Cui Ping Chen v. Department of Homeland Security

SUMMARY ORDER

UPON DUE CONSIDERATION of this petition for review of the Board of Immigration Appeals (“BIA”) decision, it is hereby ORDERED, ADJUDGED, AND DECREED that the petition for review is DENIED.

Cui Ping Chen, through counsel, petitions for review of the Board of Immigration Appeals (“BIA”) November 2004 order denying her motion to reconsider the BIA’s decision. The BIA had previously dismissed Chen’s appeal from an immigration judge’s (“IJ”) decision denying her application for asylum, withholding of removal, and relief under the Convention Against Torture (“CAT”). We assume the parties’ familiarity with the underlying facts and procedural history of this case.
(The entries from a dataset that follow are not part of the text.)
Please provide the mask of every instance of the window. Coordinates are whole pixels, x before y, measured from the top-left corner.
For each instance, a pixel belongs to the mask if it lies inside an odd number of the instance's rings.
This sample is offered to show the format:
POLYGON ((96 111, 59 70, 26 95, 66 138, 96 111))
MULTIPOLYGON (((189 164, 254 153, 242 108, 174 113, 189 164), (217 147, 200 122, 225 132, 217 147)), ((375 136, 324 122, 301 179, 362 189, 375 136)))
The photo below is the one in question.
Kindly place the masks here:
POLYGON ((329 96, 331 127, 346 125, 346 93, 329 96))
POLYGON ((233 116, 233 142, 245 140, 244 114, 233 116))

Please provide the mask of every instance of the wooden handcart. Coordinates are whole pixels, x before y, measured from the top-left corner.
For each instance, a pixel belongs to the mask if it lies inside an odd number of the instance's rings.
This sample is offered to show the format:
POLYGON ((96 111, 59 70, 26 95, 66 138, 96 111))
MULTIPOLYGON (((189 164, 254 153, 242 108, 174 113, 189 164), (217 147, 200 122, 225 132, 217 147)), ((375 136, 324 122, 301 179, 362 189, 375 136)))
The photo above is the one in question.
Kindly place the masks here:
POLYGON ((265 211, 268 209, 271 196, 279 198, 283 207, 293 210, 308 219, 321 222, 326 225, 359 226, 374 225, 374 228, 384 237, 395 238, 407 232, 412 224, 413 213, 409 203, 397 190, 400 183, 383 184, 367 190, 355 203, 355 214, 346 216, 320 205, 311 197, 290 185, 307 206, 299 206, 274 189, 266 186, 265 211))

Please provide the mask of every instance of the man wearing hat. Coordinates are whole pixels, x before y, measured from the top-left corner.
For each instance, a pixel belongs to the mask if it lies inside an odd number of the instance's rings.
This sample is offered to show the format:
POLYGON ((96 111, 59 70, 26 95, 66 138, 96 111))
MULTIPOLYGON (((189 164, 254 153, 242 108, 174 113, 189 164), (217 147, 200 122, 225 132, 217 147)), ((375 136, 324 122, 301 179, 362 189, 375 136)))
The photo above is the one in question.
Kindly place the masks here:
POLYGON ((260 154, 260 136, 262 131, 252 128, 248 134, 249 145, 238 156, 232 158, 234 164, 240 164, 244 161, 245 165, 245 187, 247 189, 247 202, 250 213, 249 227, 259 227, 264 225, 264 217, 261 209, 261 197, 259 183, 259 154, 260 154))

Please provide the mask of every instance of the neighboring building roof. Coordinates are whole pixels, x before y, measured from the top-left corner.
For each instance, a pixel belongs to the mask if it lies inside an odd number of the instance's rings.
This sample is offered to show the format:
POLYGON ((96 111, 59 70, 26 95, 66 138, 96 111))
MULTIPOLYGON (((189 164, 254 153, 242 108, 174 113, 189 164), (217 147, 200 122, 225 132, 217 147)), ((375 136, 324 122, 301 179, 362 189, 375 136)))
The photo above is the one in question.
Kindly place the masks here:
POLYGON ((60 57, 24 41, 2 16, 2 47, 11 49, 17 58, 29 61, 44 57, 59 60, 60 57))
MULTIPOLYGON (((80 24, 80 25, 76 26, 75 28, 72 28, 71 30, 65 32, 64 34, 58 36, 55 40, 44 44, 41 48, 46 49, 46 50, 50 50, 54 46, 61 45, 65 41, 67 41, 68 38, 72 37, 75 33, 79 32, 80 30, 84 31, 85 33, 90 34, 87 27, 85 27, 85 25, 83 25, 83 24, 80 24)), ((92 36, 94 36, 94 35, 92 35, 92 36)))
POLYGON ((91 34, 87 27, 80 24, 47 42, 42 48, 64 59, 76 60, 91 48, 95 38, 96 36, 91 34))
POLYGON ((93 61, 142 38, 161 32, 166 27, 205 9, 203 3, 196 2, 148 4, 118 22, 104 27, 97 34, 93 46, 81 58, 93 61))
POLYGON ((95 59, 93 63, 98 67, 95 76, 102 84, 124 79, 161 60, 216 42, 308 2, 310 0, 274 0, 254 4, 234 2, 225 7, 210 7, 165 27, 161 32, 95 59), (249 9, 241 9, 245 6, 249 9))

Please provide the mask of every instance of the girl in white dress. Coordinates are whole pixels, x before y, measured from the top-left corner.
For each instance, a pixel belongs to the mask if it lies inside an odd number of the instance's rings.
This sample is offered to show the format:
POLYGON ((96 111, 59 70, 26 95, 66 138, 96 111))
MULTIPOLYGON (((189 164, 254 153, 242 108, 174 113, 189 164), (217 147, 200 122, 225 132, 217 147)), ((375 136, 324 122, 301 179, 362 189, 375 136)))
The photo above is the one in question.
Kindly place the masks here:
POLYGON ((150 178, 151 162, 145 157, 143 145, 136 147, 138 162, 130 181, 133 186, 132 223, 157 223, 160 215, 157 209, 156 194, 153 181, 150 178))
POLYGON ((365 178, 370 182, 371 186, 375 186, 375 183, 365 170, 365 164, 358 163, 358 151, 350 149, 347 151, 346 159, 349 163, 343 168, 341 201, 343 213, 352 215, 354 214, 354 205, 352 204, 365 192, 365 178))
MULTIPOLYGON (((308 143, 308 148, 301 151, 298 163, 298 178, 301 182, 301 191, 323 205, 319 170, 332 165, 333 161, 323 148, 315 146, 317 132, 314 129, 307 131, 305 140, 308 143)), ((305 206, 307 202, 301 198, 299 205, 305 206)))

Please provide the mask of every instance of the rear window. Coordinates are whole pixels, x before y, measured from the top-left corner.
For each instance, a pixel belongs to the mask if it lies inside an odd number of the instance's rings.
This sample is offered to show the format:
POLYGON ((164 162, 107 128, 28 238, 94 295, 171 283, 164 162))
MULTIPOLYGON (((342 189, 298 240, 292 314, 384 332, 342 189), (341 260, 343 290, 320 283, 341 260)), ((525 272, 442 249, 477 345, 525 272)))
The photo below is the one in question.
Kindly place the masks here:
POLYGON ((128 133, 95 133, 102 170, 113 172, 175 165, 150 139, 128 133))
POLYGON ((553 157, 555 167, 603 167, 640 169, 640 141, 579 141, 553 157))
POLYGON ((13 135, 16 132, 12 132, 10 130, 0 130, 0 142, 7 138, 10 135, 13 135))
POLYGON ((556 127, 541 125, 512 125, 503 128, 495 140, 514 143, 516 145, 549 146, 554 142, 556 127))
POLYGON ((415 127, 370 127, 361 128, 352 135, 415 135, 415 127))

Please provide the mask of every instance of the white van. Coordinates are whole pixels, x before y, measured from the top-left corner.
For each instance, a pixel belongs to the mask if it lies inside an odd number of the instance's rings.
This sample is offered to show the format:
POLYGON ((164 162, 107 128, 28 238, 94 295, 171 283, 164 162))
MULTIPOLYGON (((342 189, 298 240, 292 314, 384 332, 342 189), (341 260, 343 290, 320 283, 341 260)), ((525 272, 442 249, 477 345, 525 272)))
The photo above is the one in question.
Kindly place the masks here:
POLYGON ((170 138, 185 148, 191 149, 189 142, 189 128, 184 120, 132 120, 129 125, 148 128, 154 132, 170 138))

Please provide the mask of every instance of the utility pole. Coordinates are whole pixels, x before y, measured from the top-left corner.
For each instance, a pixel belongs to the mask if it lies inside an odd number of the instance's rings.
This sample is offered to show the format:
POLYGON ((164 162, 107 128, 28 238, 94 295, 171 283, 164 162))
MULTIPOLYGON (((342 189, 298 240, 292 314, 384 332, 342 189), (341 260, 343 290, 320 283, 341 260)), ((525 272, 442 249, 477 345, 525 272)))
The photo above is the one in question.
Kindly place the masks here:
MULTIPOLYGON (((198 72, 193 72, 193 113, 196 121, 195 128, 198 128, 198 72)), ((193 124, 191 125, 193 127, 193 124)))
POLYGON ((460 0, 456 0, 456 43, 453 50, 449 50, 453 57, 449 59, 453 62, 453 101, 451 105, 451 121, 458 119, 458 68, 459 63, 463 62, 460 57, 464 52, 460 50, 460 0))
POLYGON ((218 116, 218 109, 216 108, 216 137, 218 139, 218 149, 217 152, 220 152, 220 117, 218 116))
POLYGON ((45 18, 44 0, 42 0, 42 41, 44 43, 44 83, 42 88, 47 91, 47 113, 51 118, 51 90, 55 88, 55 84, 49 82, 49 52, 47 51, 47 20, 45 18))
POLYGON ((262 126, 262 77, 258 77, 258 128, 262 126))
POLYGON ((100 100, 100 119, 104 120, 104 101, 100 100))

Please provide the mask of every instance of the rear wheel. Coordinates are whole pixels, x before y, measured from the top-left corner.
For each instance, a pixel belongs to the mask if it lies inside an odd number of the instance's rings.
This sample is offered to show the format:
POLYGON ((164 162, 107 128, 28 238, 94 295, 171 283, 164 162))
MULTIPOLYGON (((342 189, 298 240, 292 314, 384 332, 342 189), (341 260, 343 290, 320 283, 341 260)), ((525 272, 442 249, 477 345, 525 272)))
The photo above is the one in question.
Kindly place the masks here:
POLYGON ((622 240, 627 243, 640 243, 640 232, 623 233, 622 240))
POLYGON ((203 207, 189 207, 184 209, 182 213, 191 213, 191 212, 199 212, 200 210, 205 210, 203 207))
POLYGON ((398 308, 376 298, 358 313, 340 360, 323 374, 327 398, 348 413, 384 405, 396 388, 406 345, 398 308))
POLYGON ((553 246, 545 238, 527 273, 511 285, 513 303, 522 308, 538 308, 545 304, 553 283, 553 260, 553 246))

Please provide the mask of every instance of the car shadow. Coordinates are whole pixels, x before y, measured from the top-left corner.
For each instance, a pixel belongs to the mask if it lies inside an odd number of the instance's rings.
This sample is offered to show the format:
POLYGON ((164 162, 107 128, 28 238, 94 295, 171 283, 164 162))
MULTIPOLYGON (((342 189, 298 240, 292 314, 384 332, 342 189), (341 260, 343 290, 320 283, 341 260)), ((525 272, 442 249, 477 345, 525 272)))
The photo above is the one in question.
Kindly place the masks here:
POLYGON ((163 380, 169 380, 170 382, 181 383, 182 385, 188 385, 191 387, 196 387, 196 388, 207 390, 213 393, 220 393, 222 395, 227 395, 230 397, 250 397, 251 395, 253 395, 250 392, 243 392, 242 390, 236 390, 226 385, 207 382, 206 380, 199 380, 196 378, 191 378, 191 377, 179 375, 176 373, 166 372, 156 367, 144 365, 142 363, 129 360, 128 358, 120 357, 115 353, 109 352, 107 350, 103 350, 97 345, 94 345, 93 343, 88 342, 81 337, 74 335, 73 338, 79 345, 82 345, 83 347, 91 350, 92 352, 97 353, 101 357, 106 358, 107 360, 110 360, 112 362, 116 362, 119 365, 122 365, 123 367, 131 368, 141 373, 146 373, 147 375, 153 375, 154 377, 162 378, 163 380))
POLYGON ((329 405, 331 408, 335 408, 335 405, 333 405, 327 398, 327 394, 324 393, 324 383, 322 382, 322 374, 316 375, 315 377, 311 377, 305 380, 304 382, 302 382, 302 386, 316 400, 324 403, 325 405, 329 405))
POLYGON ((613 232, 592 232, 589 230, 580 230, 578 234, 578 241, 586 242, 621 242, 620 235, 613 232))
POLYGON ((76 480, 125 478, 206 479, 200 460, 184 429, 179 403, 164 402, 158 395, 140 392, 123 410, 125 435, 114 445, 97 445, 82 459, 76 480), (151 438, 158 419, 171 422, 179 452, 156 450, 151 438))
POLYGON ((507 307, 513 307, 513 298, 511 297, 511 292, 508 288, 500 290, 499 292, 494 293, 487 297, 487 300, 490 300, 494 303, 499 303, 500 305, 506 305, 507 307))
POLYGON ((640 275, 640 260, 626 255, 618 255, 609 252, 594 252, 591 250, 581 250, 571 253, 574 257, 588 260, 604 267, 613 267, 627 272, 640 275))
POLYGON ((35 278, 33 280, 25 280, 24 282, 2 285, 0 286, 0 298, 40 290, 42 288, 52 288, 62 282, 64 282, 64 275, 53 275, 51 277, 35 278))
This Court reviews the BIA’s denial of a motion to reconsider for abuse of discretion. See Kaur v. BIA, 413 F.3d 232, 233 *104(2d Cir.2005) (per curiam); Khouzam v. Ashcroft, 361 F.3d 161, 165 (2d Cir.2004). An abuse of discretion may be found where the BIA’s decision “provides no rational explanation, inexplicably departs from established policies, is devoid of any reasoning, or contains only summary or conclusory statements; that is to say, where the Board has acted in an arbitrary or capricious manner.” Kaur, 413 F.3d at 233-34; Ke Zhen Zhao v. DOJ, 265 F.3d 83, 93 (2d Cir.2001) (internal citations omitted). The regulations provide that a motion to reconsider must specify errors of fact or law in the BIA’s decision and be supported with pertinent authority. See 8 C.F.R. § 1003.2(b); Ke Zhen Zhao, 265 F.3d at 90.

A motion to reconsider a decision of the BIA must be filed within thirty days after the BIA has mailed the decision. See 8 C.F.R. § 1003.2(b)(2). While the BIA has the power to reopen or reconsider cases sua sponte, this power is limited to exceptional circumstances. See Matter of J-J, 21 I & N Dec. 976, 1997 WL 434418 (BIA 1997).

Here, the BIA did not abuse its discretion in denying Chen’s request for reconsideration because her motion was clearly untimely. The BIA issued its decision on appeal in November 2003 and Chen did not file her motion to reconsider until August 2004, well beyond the thirty day deadline. The BIA considered Chen’s claim that she did not receive timely notice of its 2003 decision due to postal service error, and acknowledged that it retained the discretion to reconsider proceedings sua sponte in exceptional situations. However, the BIA properly found that Chen’s case did not merit a sua sponte reconsideration or reissuance because it was within its discretion to determine which circumstances qualify as exceptional. See Matter of J-J, 21 I & N Dec. at 976; see also Damko v. INS, 430 F.3d 626, 2005 WL 3209452, *3 (2d Cir.2005) (applying the principles of deference to questions concerning an agency’s construction of the statute which it administers). In contrast to eases in which a courier’s error delayed the filing of an alien’s submission to the BIA, see generally Zhong Guang Sun v. U.S. Dep’t of Justice, 421 F.3d 105 (2d Cir.2005); Kyu O. Oh v. Gonzales, 406 F.3d 611 (9th Cir.2005), this case involved a delay in the conveyance of the BIA’s decision — which had been delivered to Chen’s counsel in a timely manner — from Chen’s counsel to Chen. Additionally, while Chen contends that her attorney unsuccessfully attempted to contact her by telephone after the decision of the BIA arrived at the attorney’s office, Chen failed to explain why she was unreachable.

For the foregoing reasons, the petition for review is DENIED. Having completed our review, any stay of removal that the Court previously granted in this petition is VACATED, and any pending motion for a stay of removal in this petition is DENIED as moot. Any pending request for oral argument in this petition is DENIED in accordance with Federal Rule of Appellate Procedure 34(a)(2), and Second Circuit Local Rule 34(d)(1).